Warto pamiętać, że wszelkie doładowywanie alternatorem podczas pracy silnika może skończyć się pogorszeniem stanu baterii, gdyż będzie ona stale niedoładowana.

Podczas ładowania natężenie prądu nie powinno być większe niż 10 proc. jego pojemności. Warto sprawdzać kontrolki na prostowniku podczas tej czynności, gdyż przeładowanie może doprowadzić do spłynięcia mas czynnych i całkowitego uszkodzenia akumulatora. Oczywiście najlepszym wyjściem będzie użycie prostownika automatycznego mikroprocesorowego, który po naładowaniu baterii wyłączy się. Tego rodzaju prostowniki potrafią także dobrać natężenie ładowania do baterii, co znacznie ułatwia cały proces.
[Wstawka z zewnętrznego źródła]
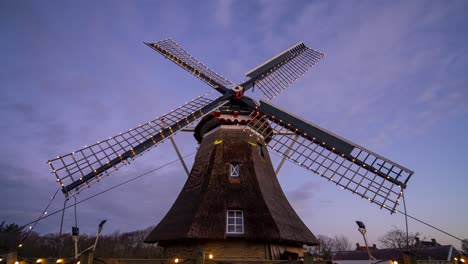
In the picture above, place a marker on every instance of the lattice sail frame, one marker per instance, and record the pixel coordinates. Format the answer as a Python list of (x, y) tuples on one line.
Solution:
[(83, 167), (275, 75), (169, 49), (361, 171)]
Jak wiadomo akumulator ma największe znaczenie przy rozruchu. To jego podstawowa praca, zatem starajmy się jej nie utrudniać. Dlatego zanim przekręcimy kluczyk wyłączmy wszystkie odbiorniki prądu takie jak światła, radio, klimatyzacja, ogrzewanie szyb (oczywiście jeśli nasz sprzęt ma takie luksusy). Warto też odczekać chwilkę zanim wszystkie odbiorniki odpalimy, by akumulator miał szansę się trochę podładować.
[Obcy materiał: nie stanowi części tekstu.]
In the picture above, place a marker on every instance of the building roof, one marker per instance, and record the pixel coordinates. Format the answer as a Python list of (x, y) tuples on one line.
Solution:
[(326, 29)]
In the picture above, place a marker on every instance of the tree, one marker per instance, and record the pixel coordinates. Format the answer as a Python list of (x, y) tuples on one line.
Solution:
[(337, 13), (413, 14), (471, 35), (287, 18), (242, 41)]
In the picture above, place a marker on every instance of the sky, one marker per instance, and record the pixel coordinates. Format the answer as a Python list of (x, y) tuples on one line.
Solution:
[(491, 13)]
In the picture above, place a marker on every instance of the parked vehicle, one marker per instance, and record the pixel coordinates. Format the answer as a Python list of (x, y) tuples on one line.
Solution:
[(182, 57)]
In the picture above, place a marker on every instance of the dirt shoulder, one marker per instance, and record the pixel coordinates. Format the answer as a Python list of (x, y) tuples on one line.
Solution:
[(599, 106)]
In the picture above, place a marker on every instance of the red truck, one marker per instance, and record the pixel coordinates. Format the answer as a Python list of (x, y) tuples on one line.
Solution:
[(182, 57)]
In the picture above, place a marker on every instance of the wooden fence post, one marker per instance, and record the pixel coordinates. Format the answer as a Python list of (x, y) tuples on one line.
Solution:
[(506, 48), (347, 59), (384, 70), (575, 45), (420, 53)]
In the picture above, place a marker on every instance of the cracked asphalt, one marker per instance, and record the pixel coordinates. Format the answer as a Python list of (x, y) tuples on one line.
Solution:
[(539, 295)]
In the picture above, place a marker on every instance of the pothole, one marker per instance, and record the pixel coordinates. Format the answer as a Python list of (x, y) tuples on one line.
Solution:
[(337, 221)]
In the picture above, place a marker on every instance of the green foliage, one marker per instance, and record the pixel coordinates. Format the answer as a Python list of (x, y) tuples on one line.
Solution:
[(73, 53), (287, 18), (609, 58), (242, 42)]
Czy można odłączyć akumulator?

Nieco starsi czytelnicy z pewnością pamiętają akumulatory, w których uzupełniało się stan elektrolitu. Akumulatory, w których nadal się to robi są niszą na rynku, ale w rolnictwie się zdarzają. W przypadku gdy można zajrzeć do elektrolitu, warto to zrobić i ewentualne niedobory uzupełnić wodą destylowaną.
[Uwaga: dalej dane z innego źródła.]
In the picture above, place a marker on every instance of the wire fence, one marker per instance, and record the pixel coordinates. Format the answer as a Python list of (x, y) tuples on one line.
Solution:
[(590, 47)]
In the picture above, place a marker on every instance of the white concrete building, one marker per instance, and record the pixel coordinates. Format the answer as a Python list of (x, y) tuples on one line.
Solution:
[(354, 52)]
W czasach gdy wszyscy uzupełnialiśmy elektrolit akumulatory wyciągało się i przechowywało w ciepłym domu. W tej chwili taka praktyka jest mocno utrudniona. Maszyny wyposażone w zaawansowane technicznie komponenty mogą mieć po wyciągnięciu baterii problemy, np. można doprowadzić do utraty konfiguracji maszyny, a późniejsza diagnostyka elektroniczna bywa kosztowna. Dlatego zamiast wyciągania akumulatorów i zdejmowania klem możemy zastosować ocieplacze, które izolują baterie od czynników zewnętrznych.

Warto zadbać o akumulator

Czyszczenie klem, sprawdzenie napięcia, ewentualne doładowanie i zastosowanie ocieplenia to nieduże koszty i jeszcze mniejsza praca, a może zapobiec przykrym niespodziankom w zimie. Dlatego warto się tym zająć i spać spokojnie.